The only problem is that I was born into the wrong neighborhood, the wrong income bracket, and most importantly the wrong skin color.

I’m a Hispanic male teen between the ages of 16-25, standing 6’0 tall. To the police in my neighborhood I’m not a student or a lifelong community member, I am simply another suspect. I’ve been pulled over and harassed for riding my bike in my own neighborhood, and 8 months ago I was arrested down my very own street. Caught in a police perimeter, I was subject to various police pulling their weapons on me and my friend, while helicopters buzzed overhead. Then a police car holding the victim pulled up 40 ft away and she identified the two hispanic males who had robbed her house earlier, she identified me and my friend, no one else was ever brought before the victim except us two. It didn’t matter that this police perimeter was not for the burglary suspect but actually for a armed gunman. It didn’t matter that I didn’t fit the clothes description given by the victim, or that she was “94% sure” whatever the hell that means.

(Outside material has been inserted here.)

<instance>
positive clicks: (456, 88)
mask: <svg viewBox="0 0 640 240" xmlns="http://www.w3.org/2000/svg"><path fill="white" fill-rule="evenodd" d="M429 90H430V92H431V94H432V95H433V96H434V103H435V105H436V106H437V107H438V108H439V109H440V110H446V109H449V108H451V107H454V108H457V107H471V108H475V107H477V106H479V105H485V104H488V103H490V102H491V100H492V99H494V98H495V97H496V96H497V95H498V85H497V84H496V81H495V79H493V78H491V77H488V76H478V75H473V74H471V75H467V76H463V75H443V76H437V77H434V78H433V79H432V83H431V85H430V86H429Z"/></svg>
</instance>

It only got worse, at our preliminary trial, I brought my witness who I had been with until she dropped me off near my home. In court, a police officer from her neighborhood took it upon himself, 5 months after the fact, to ID her as the third suspect. It didn’t matter that the ID was for a male driving a car that none of us had access to or that before being ID’d the victim said to police she did not recognize anyone in the courtroom, she was still interviewed brought back in, and once seen next to an officer the victim changed her mind and gave a positive ID. She was promptly arrested and is now my co-defendant.

Now I am out 9,000 dollars that was aimed to my college tuition, I have no witnesses, and I’ll be held to account for my actions in 2 weeks. The only crime I was guilty of was being the first Hispanic male seen by police, to justify the excessive use of police resources and time, the many helicopters, countless police cruisers they have been twisting the facts of our case to justify a conviction.

The system has aimed to take my freedom, to make me another statistic. I am fighting to stay free, to hold onto my rights which can be stripped away if I was to be labeled a felon. But the system may win. Freedom to me is the pursuit of enlightenment and attaining a higher education. Regardless, if I am found not guilty, they have already taken steps to cripple my freedom. I’ll be forced to work a dead end job to pay off my bail and pay back my parents, to work to rebuild what the system took from me, the chance to actually become something.

This is just another story to add to the epic of injustice.

  • By Luke, February 21, 2011 @ 11:28 pm

    Wow, this is a powerful story, thanks for posting.